Der Titel „Ewiger Vater“ weist also nicht auf eine Gleichheit mit dem Vater hin, sondern auf Yehshuas Rolle als von Gott beauftragter Vermittler des ewigen Lebens.


Die Bedeutung des Titels „Gott“

„Gott“ als Titel der Autorität

Im Hebräischen wird das Wort „Gott“ (Elohim, אלהים) nicht ausschließlich für den Schöpfer verwendet. Es wird auch für Personen verwendet, die in einer besonderen Autoritätsposition stehen, wie Richter oder Führer. In Psalm 82:6 steht:

„Ich habe gesagt: Ihr seid Götter, und ihr alle seid Söhne des Höchsten.“

Dieser Gebrauch des Wortes Elohim zeigt, dass der Titel „Gott“ nicht immer absolute Göttlichkeit impliziert, sondern Macht, Autorität oder einen besonderen Auftrag.

Yehshua als „Gott“ im Kontext

In Johannes 20:28 spricht Thomas Yehshua mit den Worten an:

„Mein Herr und mein Gott!“

Die Nazarener Juden verstehen diese Aussage nicht als Bestätigung der Trinität, sondern als Ausdruck von Thomas’ Anerkennung der von Gott gegebenen Autorität Yehshuas. Yehshua wird hier nicht als der Vater angesprochen, sondern als der Bevollmächtigte Gottes, der seine Macht und Autorität ausführt.


Historische Perspektive: Die Nazarener und die Ablehnung der Trinität

Die frühen Nazarener

Die Nazarener, die ersten Jünger Yehshuas, hielten fest an der Einheit Gottes, wie sie in der Tora und den Propheten gelehrt wird. Sie lehnten die spätere Trinitätslehre ab, die erst durch das Konzil von Nicäa (325 n. Chr.) institutionalisiert wurde. Ihre Lehre basierte allein auf den Schriften und den Worten Yehshuas.

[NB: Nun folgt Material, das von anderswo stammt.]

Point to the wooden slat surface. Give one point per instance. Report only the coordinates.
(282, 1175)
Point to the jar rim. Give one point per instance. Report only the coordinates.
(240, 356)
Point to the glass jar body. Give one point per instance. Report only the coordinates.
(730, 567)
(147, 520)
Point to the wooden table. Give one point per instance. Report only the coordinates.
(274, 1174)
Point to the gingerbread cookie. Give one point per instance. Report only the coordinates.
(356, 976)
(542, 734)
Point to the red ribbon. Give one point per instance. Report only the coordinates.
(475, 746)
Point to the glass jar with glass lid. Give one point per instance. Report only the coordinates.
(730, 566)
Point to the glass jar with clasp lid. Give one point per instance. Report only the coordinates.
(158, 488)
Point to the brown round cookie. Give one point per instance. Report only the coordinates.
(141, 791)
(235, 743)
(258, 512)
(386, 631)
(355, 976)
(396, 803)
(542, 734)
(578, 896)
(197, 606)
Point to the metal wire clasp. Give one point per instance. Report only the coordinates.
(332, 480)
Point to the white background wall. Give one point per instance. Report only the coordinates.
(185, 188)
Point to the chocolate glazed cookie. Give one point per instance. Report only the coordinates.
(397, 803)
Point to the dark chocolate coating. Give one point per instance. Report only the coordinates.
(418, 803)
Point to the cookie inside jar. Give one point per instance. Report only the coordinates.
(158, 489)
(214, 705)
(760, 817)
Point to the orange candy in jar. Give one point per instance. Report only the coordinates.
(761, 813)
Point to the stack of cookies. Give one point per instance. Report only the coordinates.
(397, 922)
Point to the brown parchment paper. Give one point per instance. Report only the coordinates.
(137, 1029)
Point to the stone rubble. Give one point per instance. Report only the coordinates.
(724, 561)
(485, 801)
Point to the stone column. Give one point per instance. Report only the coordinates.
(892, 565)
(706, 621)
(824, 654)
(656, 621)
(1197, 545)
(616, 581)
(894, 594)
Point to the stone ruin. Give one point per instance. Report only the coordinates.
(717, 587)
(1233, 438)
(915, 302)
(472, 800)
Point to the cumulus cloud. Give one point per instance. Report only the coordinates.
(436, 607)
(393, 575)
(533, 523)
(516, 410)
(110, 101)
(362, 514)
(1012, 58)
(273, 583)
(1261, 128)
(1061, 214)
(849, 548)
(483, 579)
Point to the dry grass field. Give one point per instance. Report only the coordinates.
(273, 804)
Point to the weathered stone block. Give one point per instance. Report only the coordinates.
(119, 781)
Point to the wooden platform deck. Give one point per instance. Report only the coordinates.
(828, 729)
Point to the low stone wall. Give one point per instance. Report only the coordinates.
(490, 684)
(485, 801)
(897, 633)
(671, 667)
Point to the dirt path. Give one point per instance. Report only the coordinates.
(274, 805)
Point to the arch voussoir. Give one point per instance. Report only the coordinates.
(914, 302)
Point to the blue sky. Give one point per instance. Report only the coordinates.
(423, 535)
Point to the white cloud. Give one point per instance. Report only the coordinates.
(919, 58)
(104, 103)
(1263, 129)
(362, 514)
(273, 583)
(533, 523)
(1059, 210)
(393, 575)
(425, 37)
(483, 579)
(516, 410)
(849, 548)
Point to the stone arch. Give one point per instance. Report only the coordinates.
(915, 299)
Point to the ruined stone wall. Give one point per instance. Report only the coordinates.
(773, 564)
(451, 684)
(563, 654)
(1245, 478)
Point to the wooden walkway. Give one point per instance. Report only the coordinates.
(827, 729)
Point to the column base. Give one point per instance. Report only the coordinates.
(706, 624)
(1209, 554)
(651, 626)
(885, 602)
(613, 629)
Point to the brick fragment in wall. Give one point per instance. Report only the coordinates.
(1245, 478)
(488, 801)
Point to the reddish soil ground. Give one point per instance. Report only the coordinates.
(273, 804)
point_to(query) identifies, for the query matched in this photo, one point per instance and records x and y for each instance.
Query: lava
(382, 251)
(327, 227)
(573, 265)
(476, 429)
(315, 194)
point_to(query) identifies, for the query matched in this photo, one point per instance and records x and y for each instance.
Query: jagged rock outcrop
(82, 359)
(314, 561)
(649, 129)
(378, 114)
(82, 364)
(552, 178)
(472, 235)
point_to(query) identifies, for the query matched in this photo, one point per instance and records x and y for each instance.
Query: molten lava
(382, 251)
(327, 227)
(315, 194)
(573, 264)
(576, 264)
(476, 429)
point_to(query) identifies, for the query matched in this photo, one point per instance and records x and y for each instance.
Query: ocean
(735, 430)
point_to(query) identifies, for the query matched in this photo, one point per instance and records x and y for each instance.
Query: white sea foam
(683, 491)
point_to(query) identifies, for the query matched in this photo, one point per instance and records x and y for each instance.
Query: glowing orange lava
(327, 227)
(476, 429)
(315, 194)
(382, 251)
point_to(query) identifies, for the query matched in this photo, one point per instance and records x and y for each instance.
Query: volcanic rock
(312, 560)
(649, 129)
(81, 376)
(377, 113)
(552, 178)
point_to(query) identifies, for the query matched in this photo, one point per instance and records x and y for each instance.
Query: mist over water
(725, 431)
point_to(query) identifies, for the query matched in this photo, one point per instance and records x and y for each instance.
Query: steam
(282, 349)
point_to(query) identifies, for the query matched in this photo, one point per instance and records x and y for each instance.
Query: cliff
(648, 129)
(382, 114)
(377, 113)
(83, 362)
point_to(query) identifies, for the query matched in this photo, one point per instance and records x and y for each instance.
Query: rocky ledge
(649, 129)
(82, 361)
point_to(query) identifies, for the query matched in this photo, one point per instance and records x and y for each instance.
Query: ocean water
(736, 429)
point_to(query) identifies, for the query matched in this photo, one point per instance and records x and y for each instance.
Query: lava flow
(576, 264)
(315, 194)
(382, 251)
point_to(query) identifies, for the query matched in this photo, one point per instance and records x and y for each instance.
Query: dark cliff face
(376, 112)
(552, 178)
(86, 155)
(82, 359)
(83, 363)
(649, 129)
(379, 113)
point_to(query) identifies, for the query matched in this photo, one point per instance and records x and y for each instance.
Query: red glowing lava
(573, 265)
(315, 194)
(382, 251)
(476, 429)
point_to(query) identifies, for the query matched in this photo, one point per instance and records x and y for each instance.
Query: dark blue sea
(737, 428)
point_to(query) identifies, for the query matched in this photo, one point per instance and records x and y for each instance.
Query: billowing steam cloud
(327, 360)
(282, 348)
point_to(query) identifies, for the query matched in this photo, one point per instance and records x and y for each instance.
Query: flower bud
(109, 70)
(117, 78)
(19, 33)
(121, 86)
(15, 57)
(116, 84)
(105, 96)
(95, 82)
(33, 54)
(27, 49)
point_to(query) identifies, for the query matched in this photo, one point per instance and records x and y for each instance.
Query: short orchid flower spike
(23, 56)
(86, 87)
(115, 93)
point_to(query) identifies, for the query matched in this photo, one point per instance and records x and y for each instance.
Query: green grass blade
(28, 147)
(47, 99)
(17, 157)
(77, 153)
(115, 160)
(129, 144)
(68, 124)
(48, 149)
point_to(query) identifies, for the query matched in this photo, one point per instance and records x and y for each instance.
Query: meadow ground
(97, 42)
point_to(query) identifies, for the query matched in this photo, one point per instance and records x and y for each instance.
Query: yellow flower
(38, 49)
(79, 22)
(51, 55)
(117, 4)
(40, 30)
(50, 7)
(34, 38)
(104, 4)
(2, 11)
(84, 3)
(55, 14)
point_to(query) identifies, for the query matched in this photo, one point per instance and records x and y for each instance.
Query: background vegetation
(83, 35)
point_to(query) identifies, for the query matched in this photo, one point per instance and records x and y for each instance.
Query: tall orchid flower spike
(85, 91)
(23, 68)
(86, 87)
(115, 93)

Die Entwicklung der Trinitätslehre

Die Trinität wurde aus philosophischen und politischen Gründen entwickelt, um das Christentum im römischen Reich zu vereinheitlichen. Historische Aufzeichnungen zeigen, dass diese Lehre nicht von Yehshua oder seinen Aposteln gelehrt wurde. Stattdessen ist sie eine Abweichung von der ursprünglichen Lehre der Nazarener.


Fazit

Die Nazarener Juden verstehen Yehshua als den von Gott gesandten Messias, der die Menschheit mit Gott versöhnt. Er ist der Mittler zwischen Gott und den Menschen, handelt im vollkommenen Gehorsam gegenüber dem Vater und offenbart dessen Willen. Die Einheit Gottes („Echad“) bleibt unantastbar, und Yehshua wird als Vertreter Gottes und nicht als Gott selbst geehrt. Der Titel „Ewiger Vater“ unterstreicht seine Rolle als Ursprung des ewigen Lebens und seine Autorität, ohne ihn mit Gott, dem Vater, gleichzusetzen. Diese Sichtweise ist biblisch fundiert und spiegelt die Lehren der ersten Nachfolger Yehshuas wider, die an der Reinheit des Glaubens festhielten und die spätere Trinitätslehre ablehnten.